Еще больше Довид Карновский рассердился, когда герр Кнейтель прочитал ему стишок под рисунком.
– Я не могу этого слышать, герр профессор, – сказал он учителю. – Это слишком отвратительно, слишком мерзко.
– Совершенно верно, отвратительно и мерзко, – повторил за рассерженным отцом герр Кнейтель.
На прекрасном немецком с безукоризненной грамматикой Довид Карновский излил душу профессору Кнейтелю, высказал все, что думает о молодом поколении, которое не знает ни благодарности, ни уважения. Он цитировал, переводя для профессора на образцовый немецкий, множество стихов из Притч, множество изречений о мудрости и добродетелях. Профессор, в свою очередь, отвечал цитатами из немецких философов и поэтов.

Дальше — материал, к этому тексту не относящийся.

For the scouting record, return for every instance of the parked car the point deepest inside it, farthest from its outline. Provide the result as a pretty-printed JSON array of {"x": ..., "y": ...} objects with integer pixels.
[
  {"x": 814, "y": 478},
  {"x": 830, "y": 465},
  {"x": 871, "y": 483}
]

– Весьма приятно было познакомиться с таким благородным, умным человеком, – закончил беседу профессор Кнейтель, потными пальцами пожимая сухую, горячую ладонь Довида Карновского. – Огорчает только, что сын не хочет идти по стопам отца. Честь имею.
– Всего доброго, герр профессор, – ответил с поклоном Карновский. – Уверяю вас, мой сын будет наказан, не сомневайтесь.
Он сдержал слово. Довид Карновский всыпал единственному сыну по первое число
– Будешь еще рисовать на уроках? – приговаривал он. – Будешь про учителя стишки сочинять? Вот тебе за рисунки! Вот тебе за стишки!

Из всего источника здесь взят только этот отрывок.